Una conversazione tempestiva
Questo documentario risuona con le discussioni in corso nei paesi post-sovietici, dove il disarmo nucleare rimane una questione controversa. Kurmasheva osserva giustamente: “Sembra che la storia si ripeta; l’umanità è intrappolata in un ciclo, tornando perpetuamente al conflitto invece di trovare dialoghi pacifici”.

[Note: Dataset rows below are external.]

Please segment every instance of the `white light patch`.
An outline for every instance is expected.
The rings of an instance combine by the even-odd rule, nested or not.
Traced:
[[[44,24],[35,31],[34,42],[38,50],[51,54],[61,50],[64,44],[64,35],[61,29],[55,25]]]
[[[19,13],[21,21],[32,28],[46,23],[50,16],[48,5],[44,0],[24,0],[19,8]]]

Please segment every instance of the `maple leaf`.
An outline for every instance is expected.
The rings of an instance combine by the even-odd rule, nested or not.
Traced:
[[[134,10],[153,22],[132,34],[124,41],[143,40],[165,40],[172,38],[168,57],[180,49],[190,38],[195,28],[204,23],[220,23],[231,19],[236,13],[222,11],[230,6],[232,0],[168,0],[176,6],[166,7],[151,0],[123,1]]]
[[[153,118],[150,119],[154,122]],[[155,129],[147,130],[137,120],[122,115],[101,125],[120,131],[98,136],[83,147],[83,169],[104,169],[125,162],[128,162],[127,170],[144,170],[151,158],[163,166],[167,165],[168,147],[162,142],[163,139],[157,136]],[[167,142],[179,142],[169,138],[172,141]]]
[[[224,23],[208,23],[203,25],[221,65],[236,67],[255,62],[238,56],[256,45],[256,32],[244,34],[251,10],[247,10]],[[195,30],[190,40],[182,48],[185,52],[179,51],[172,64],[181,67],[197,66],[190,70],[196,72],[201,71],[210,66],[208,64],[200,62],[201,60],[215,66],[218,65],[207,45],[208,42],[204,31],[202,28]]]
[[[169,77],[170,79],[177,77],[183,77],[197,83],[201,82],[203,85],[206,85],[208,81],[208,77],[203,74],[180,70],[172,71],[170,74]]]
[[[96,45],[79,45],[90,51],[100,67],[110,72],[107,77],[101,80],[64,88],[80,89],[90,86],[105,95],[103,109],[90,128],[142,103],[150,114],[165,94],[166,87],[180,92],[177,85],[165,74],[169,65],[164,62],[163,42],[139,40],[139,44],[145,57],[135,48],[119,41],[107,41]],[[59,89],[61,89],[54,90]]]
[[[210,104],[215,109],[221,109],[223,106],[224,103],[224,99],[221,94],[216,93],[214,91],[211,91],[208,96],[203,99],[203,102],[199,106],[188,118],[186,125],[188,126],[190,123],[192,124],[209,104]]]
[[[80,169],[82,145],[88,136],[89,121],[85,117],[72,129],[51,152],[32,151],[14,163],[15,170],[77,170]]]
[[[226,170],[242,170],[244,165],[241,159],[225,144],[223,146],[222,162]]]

Un legame sacro con la casa
Il titolo del film, Atameken, che significa “La mia terra sacra”, racchiude i profondi legami che la gente del posto mantiene con il suo luogo di nascita nonostante la sua storia radioattiva. Kurmasheva sottolinea: “Per la gente del posto, questa terra è intrecciata con la loro identità, indipendenza e i ricordi dei loro antenati”.Afferma in modo toccante: “Sebbene possa essere un posto piccolo, rappresenta casa. In definitiva, condividiamo questa Terra, l’unica casa che abbiamo”.